# B.J. Penn vs Yair Rodriguez



## Buka (Jan 16, 2017)

You gotta' know when to hold em' and know when to fold em'.

Poor B.J. Penn. Never should have come back to today's UFC. This kid Rogriguez, only 24 years old, a Mexican fighter fighting out of Chicago now, free style fighter,Tae-Kwon-Do guy. This boy can kick. Not pretty kick, but _fight_ kick.

Heads up, featherweights, there's a new kicker in town. Going to be fun to watch.


----------



## Tony Dismukes (Jan 16, 2017)

I'm amazed BJ made it out if the first round. He took a *lot* of punishment.


----------



## marques (Jan 16, 2017)

One of them is clearly longer, younger, faster and smarter. Who put them together? Wasn't it so clear before the fight?
Anyway, what a (one-sided) shoW!


----------



## EddieCyrax (Jan 16, 2017)

Always liked BJ..... but the cage is a young man's domain...  at least at this level of competition.....I was sadly expecting what we saw....


----------



## Brian R. VanCise (Jan 16, 2017)

Love BJ Penn.  Always have enjoyed watching him fight but the last few times not so much.  Time to retire and let the new young guns carry on in the cage!


----------



## JowGaWolf (Jan 17, 2017)

Excellent use of traditional martial arts technique.

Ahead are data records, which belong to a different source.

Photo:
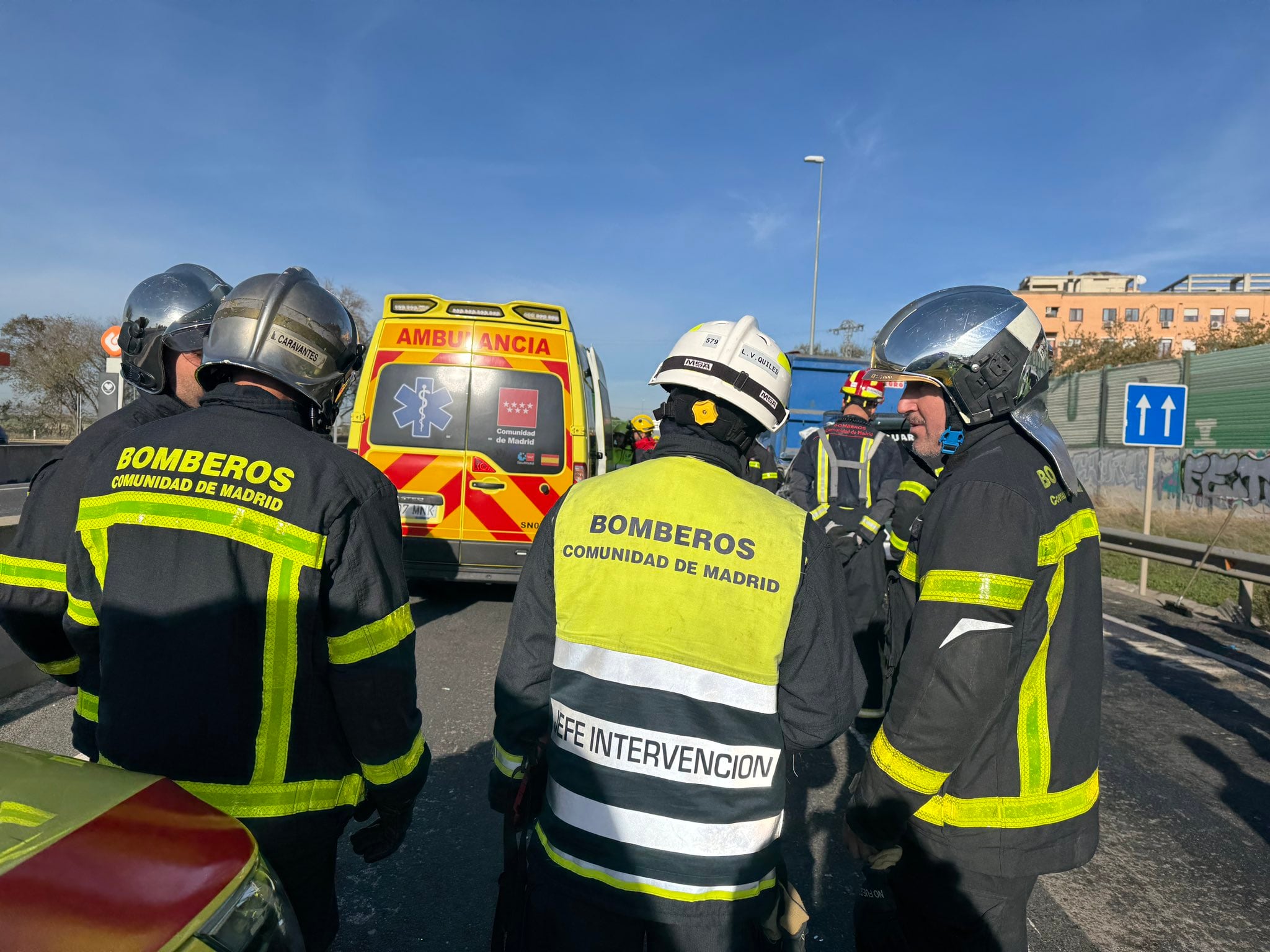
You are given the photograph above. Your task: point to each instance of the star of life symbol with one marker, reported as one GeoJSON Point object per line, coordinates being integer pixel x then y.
{"type": "Point", "coordinates": [422, 408]}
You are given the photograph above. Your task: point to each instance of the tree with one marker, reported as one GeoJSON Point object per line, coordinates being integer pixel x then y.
{"type": "Point", "coordinates": [56, 361]}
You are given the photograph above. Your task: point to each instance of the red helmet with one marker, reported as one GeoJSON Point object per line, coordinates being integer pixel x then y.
{"type": "Point", "coordinates": [860, 386]}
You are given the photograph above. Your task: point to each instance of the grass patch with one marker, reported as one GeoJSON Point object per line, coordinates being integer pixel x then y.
{"type": "Point", "coordinates": [1244, 534]}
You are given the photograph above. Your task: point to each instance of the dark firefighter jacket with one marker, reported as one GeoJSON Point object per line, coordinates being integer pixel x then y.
{"type": "Point", "coordinates": [915, 489]}
{"type": "Point", "coordinates": [761, 470]}
{"type": "Point", "coordinates": [239, 606]}
{"type": "Point", "coordinates": [667, 731]}
{"type": "Point", "coordinates": [33, 573]}
{"type": "Point", "coordinates": [858, 479]}
{"type": "Point", "coordinates": [990, 748]}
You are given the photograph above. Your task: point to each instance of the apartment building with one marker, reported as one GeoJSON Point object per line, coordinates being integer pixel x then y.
{"type": "Point", "coordinates": [1075, 305]}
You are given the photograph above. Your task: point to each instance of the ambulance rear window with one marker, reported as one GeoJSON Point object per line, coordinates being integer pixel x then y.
{"type": "Point", "coordinates": [420, 405]}
{"type": "Point", "coordinates": [517, 419]}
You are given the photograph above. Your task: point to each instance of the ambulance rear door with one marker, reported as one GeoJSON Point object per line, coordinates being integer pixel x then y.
{"type": "Point", "coordinates": [520, 454]}
{"type": "Point", "coordinates": [417, 431]}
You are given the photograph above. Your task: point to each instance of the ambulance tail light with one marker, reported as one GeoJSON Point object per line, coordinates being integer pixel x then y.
{"type": "Point", "coordinates": [412, 305]}
{"type": "Point", "coordinates": [475, 310]}
{"type": "Point", "coordinates": [543, 315]}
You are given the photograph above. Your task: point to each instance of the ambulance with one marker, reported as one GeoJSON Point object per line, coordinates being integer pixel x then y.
{"type": "Point", "coordinates": [483, 415]}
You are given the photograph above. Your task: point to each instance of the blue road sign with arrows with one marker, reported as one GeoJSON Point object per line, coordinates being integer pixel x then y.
{"type": "Point", "coordinates": [1155, 414]}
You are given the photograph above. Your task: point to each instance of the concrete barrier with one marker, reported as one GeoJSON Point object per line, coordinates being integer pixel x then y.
{"type": "Point", "coordinates": [19, 461]}
{"type": "Point", "coordinates": [17, 671]}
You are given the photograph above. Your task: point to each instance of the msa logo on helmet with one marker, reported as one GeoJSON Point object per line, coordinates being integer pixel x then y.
{"type": "Point", "coordinates": [298, 347]}
{"type": "Point", "coordinates": [422, 409]}
{"type": "Point", "coordinates": [757, 358]}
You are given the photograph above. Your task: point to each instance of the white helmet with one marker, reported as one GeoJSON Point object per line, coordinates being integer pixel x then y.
{"type": "Point", "coordinates": [735, 362]}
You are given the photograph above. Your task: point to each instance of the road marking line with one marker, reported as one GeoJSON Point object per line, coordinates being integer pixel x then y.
{"type": "Point", "coordinates": [1241, 666]}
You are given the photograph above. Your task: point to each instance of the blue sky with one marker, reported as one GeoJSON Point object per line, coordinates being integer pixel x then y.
{"type": "Point", "coordinates": [637, 163]}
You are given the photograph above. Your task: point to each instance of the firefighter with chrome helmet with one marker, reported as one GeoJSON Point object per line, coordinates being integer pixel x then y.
{"type": "Point", "coordinates": [986, 770]}
{"type": "Point", "coordinates": [848, 475]}
{"type": "Point", "coordinates": [643, 442]}
{"type": "Point", "coordinates": [252, 638]}
{"type": "Point", "coordinates": [164, 325]}
{"type": "Point", "coordinates": [668, 731]}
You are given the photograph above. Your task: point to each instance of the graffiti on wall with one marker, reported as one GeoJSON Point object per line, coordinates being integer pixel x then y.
{"type": "Point", "coordinates": [1245, 477]}
{"type": "Point", "coordinates": [1199, 479]}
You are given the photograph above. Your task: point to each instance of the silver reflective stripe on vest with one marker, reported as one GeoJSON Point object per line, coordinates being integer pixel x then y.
{"type": "Point", "coordinates": [643, 672]}
{"type": "Point", "coordinates": [709, 839]}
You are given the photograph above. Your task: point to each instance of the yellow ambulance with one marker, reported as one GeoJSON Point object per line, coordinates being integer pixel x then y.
{"type": "Point", "coordinates": [483, 415]}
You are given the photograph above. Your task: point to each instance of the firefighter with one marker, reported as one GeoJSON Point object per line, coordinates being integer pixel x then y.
{"type": "Point", "coordinates": [667, 730]}
{"type": "Point", "coordinates": [917, 480]}
{"type": "Point", "coordinates": [644, 442]}
{"type": "Point", "coordinates": [166, 322]}
{"type": "Point", "coordinates": [985, 772]}
{"type": "Point", "coordinates": [761, 467]}
{"type": "Point", "coordinates": [846, 475]}
{"type": "Point", "coordinates": [252, 637]}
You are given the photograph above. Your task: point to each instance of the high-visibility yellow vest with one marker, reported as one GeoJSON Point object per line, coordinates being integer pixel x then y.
{"type": "Point", "coordinates": [666, 769]}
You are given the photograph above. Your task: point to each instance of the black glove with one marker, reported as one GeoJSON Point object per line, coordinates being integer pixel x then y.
{"type": "Point", "coordinates": [846, 541]}
{"type": "Point", "coordinates": [502, 791]}
{"type": "Point", "coordinates": [381, 838]}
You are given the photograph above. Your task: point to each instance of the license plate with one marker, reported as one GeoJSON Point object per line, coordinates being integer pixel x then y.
{"type": "Point", "coordinates": [419, 512]}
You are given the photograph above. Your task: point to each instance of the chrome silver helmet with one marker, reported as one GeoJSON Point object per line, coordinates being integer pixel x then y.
{"type": "Point", "coordinates": [172, 310]}
{"type": "Point", "coordinates": [288, 328]}
{"type": "Point", "coordinates": [986, 348]}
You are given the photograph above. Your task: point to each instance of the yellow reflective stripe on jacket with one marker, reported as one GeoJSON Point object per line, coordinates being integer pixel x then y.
{"type": "Point", "coordinates": [652, 888]}
{"type": "Point", "coordinates": [81, 611]}
{"type": "Point", "coordinates": [95, 545]}
{"type": "Point", "coordinates": [974, 588]}
{"type": "Point", "coordinates": [23, 814]}
{"type": "Point", "coordinates": [258, 800]}
{"type": "Point", "coordinates": [86, 705]}
{"type": "Point", "coordinates": [822, 475]}
{"type": "Point", "coordinates": [1013, 813]}
{"type": "Point", "coordinates": [371, 639]}
{"type": "Point", "coordinates": [917, 489]}
{"type": "Point", "coordinates": [280, 664]}
{"type": "Point", "coordinates": [902, 769]}
{"type": "Point", "coordinates": [60, 668]}
{"type": "Point", "coordinates": [507, 763]}
{"type": "Point", "coordinates": [397, 769]}
{"type": "Point", "coordinates": [211, 516]}
{"type": "Point", "coordinates": [1065, 539]}
{"type": "Point", "coordinates": [32, 573]}
{"type": "Point", "coordinates": [908, 566]}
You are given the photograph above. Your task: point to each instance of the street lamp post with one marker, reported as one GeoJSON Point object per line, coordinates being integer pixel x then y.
{"type": "Point", "coordinates": [815, 267]}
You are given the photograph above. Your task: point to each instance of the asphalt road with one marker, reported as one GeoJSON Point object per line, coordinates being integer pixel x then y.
{"type": "Point", "coordinates": [1183, 862]}
{"type": "Point", "coordinates": [12, 496]}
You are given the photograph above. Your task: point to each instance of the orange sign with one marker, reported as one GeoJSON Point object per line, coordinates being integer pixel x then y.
{"type": "Point", "coordinates": [111, 342]}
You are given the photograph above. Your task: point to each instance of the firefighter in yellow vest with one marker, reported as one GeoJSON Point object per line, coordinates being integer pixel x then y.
{"type": "Point", "coordinates": [668, 730]}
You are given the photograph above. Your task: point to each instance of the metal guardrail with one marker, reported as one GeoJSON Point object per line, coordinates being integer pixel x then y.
{"type": "Point", "coordinates": [1246, 566]}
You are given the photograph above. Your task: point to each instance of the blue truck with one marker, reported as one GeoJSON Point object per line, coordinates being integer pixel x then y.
{"type": "Point", "coordinates": [815, 395]}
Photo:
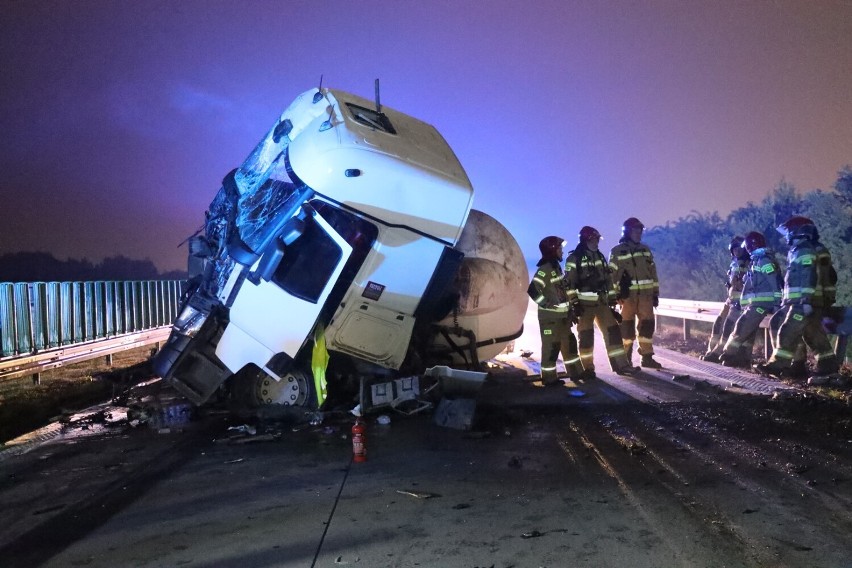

Even Joe Rogan was speechless and shocked that those techniques were effective.


----------



## KenpoBoxer (Jan 19, 2017)

I love bj penn but he has to quit, he still thinks he's got it but he can't compete he hasn't looked good in years. Even the Hughes fight was over quick so we don't actually know how his skills were at that fight.

He's obviously still a great martial artist but at this level he's done. He's still competitive great but he can still do grappling matches they're very popular now among former fighters and I don't think he's done pure grappling matches since before he started mma. 

He should just focus on that or running a gym.


----------